Synthetic Speech Detection by Deep Learning Technique Test phase, srs, design phase and source code final deliverable
Project Domain/ Category
AI/ Deep Learning/ Machine Learning
Abstract/ Preface
With the wide operation of social media, the dispersion of fake content over the internet is a serious concern currently. There are multitudinous fake vids in which the audio/ speech of the target speaker is manipulated by colorful means in order to defame or to perform illegal conditioning (e.g https// www.youtube.com/watch?v=oxXpB9pSETo).

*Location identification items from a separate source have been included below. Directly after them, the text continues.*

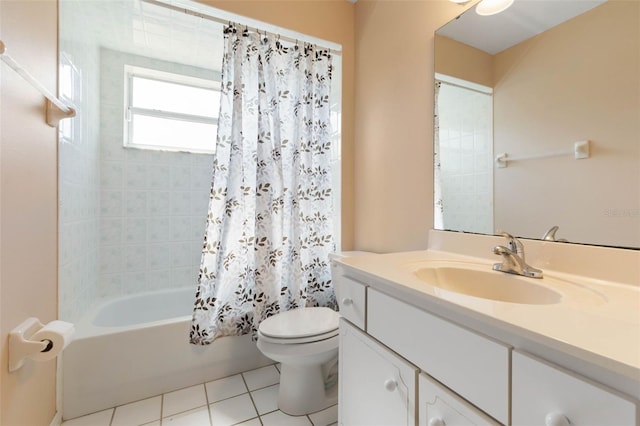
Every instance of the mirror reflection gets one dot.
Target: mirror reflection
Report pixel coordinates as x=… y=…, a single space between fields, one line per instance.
x=538 y=122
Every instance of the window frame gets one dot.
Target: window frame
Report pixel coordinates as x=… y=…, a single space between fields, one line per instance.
x=131 y=71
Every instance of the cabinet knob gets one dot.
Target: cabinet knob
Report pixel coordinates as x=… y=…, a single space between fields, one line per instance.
x=556 y=419
x=436 y=421
x=390 y=385
x=347 y=302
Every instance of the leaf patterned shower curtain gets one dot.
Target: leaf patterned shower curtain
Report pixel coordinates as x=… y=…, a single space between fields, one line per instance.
x=269 y=227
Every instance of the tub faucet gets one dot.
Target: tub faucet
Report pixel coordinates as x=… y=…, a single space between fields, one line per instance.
x=513 y=258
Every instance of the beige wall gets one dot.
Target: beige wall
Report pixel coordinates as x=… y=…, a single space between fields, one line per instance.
x=329 y=20
x=28 y=215
x=577 y=81
x=459 y=60
x=394 y=121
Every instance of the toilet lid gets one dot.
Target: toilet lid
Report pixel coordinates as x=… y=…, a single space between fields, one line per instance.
x=300 y=323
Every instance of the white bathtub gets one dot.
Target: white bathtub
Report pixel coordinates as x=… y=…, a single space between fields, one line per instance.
x=136 y=347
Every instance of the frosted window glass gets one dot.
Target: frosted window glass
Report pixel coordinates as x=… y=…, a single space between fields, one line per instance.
x=160 y=133
x=166 y=96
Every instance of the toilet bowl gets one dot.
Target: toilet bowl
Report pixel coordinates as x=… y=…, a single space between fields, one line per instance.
x=305 y=342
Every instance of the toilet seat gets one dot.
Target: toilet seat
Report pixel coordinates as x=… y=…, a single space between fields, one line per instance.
x=301 y=325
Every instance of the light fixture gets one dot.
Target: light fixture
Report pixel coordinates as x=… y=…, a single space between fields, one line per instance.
x=491 y=7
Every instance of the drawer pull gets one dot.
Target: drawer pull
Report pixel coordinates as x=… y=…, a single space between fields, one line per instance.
x=390 y=385
x=436 y=421
x=556 y=419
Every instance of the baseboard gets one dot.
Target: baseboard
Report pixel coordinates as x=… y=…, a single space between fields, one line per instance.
x=57 y=419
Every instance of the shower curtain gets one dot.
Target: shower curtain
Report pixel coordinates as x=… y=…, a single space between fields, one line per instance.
x=269 y=226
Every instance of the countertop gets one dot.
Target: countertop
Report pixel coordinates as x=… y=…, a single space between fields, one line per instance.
x=595 y=324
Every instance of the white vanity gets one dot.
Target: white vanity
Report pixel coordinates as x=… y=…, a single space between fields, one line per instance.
x=413 y=351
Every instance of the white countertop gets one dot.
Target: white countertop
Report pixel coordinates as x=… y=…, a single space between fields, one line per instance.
x=596 y=321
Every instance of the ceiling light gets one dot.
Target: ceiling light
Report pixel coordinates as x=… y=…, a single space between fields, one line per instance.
x=491 y=7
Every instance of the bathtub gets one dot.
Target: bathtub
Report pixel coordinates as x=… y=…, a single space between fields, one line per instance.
x=137 y=346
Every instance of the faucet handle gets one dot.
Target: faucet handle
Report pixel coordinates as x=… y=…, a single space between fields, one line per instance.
x=513 y=243
x=550 y=235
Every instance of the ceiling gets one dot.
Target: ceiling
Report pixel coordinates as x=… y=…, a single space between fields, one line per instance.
x=523 y=20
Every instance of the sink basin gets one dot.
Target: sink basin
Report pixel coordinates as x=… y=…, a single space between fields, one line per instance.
x=489 y=284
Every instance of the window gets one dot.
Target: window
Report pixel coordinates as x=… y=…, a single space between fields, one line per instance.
x=173 y=112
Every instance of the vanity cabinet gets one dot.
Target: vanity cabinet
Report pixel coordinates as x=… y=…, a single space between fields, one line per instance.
x=351 y=296
x=377 y=387
x=438 y=406
x=474 y=366
x=399 y=354
x=544 y=394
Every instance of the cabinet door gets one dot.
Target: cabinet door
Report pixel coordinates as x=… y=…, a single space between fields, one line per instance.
x=474 y=366
x=439 y=406
x=544 y=394
x=376 y=387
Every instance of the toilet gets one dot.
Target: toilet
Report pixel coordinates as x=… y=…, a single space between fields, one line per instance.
x=305 y=342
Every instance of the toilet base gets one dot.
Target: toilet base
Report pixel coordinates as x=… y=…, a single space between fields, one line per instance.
x=297 y=397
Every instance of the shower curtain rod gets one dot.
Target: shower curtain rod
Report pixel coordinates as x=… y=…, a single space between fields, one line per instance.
x=292 y=36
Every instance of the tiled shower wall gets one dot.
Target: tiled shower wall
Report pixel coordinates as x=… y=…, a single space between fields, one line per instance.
x=466 y=155
x=153 y=204
x=79 y=178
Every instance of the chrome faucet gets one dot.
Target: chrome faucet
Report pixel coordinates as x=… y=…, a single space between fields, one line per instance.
x=513 y=258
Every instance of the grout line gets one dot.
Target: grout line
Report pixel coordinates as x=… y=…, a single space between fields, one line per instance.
x=206 y=397
x=255 y=407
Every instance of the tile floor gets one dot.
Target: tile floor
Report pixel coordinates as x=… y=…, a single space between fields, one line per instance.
x=247 y=399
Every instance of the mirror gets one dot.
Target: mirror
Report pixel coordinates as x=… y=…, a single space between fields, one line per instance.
x=538 y=122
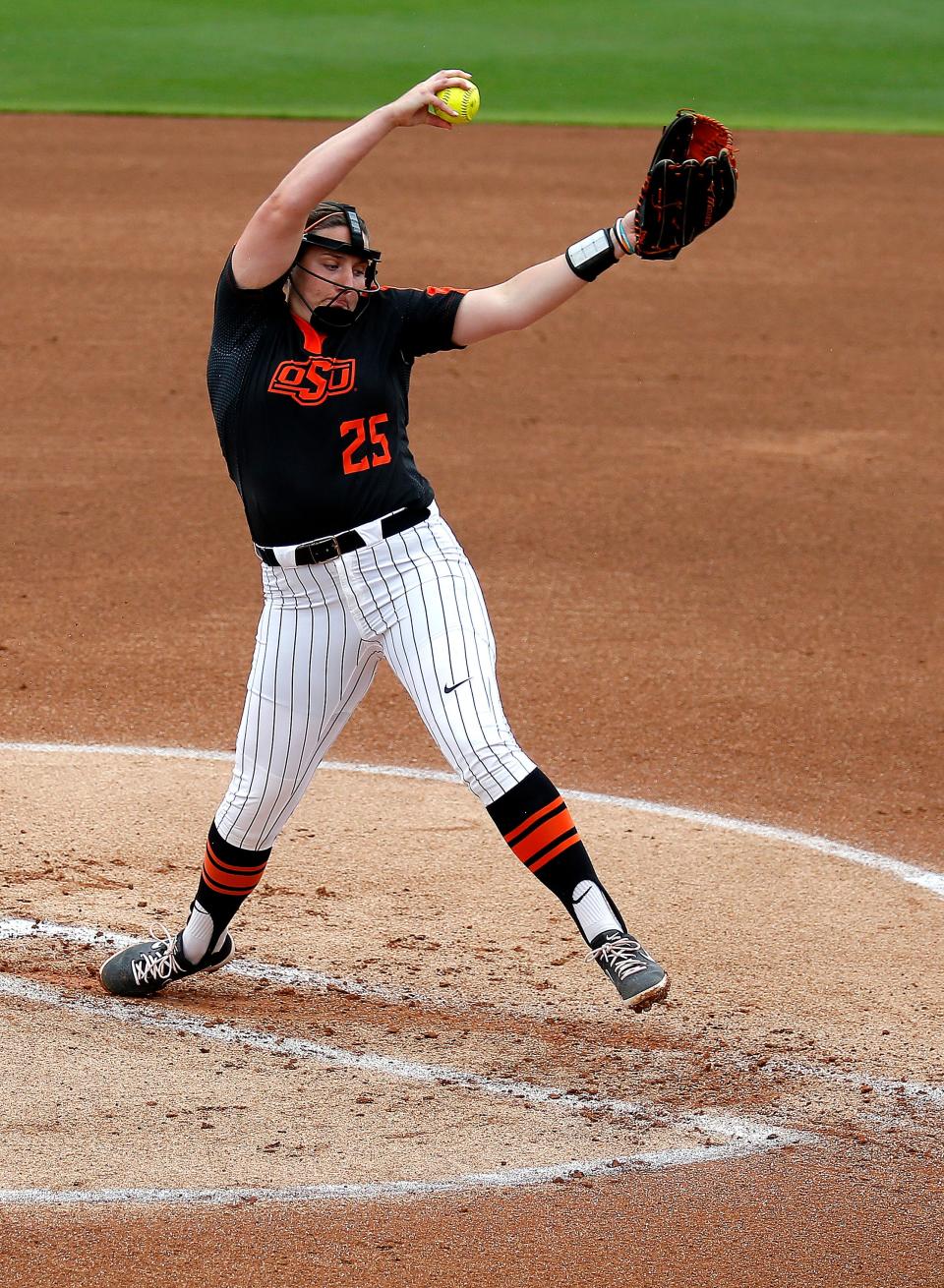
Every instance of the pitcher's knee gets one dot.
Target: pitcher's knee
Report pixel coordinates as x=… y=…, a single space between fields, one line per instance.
x=492 y=771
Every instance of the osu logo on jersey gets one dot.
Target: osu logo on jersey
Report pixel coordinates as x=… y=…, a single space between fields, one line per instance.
x=313 y=381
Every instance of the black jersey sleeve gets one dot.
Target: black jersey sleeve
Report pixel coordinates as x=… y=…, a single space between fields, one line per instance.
x=427 y=319
x=238 y=312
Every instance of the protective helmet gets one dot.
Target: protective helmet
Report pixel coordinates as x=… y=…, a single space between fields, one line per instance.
x=327 y=211
x=360 y=244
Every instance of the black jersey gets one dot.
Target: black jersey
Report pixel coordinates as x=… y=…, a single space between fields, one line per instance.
x=313 y=424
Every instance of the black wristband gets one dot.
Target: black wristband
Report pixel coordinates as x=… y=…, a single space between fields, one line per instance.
x=593 y=256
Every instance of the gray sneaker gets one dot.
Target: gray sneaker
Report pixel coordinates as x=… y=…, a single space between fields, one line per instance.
x=144 y=968
x=637 y=976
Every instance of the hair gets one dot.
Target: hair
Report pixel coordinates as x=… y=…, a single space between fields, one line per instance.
x=327 y=215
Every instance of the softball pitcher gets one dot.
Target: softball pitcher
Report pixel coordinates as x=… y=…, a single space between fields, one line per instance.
x=309 y=371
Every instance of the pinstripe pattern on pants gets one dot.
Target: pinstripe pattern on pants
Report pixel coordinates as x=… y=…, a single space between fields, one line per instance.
x=414 y=599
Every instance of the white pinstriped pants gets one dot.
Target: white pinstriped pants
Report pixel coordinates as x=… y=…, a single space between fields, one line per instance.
x=414 y=599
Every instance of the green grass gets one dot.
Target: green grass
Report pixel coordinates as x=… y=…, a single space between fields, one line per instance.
x=843 y=65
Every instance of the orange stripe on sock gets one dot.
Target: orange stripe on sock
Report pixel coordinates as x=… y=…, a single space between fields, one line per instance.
x=553 y=854
x=541 y=813
x=238 y=892
x=545 y=835
x=233 y=867
x=228 y=877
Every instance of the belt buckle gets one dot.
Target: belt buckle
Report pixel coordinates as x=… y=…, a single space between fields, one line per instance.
x=324 y=549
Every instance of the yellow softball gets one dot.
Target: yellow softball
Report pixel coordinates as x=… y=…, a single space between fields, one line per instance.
x=462 y=100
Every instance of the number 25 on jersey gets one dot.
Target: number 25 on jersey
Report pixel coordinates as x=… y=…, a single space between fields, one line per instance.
x=357 y=455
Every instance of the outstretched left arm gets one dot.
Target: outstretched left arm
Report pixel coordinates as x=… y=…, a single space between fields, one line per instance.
x=529 y=295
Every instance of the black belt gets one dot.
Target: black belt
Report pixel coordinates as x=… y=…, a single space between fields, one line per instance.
x=332 y=548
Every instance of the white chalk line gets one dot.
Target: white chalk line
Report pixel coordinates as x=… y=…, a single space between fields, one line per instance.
x=898 y=868
x=25 y=927
x=22 y=927
x=742 y=1137
x=543 y=1174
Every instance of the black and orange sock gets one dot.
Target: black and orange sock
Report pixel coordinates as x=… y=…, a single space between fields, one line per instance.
x=537 y=826
x=228 y=876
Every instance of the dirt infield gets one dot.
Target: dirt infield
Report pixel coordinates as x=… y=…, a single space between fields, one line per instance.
x=703 y=502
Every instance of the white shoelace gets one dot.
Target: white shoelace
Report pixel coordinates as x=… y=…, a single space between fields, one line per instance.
x=626 y=956
x=156 y=965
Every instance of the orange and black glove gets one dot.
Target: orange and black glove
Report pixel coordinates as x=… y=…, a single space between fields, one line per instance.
x=690 y=186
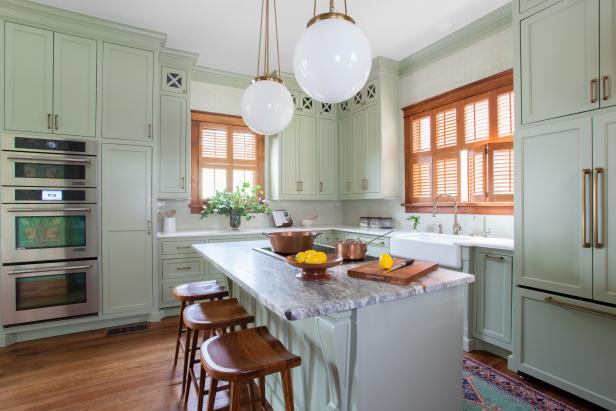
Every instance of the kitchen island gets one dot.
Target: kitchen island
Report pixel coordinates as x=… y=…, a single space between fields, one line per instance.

The speech of the target speaker is manipulated substantially by TTS ( textbook to speech) system or by Voice synthesizer. First the voice/ speech is uprooted from the videotape and also the uttered words of the speaker are modified. Tacotron 2, Deepvoice 3, wav2lip are many of the speech synthesize operations that produce the nearly natural voice/ speech of the speaker.
As the synthetic speech can be used for illegal and fraudulent conditioning, hence its the need of time to descry them with AI styles. We’ll use Deep literacy ways to descry the instinctively generated speeches/ voices in a videotape. We’ll use the Fake audio data from the given dataset of FakeAVCeleb https//drive.google.com/drive/folders/1SYMs44Z1W7rlrn0W7t-4LcPPusiBlNEB. The thing is to develop a model to descry the synthetic/ fake audio/ speech in the given vids of dataset.
Functional Conditions
The following are the functional conditions of the design
1 The tool grounded operation/ software must download the given Dataset that contains the database of real and fake audio in vids.
2 The system must correspond of a neural network model that contains retired layers for the synthetic speech discovery.
3 Whenever, any videotape is given as an input that contains the synthesized speech into the discovery system, it identifies as real or fake as affair.
4 The discovery system must be suitable to descry the fake audio generated by any of the android apps similar as MadLipz, speaKeretc.
Tools
● Python (programming language)
● Keras (API)
● Tensorflow ( open source software library for machine literacy)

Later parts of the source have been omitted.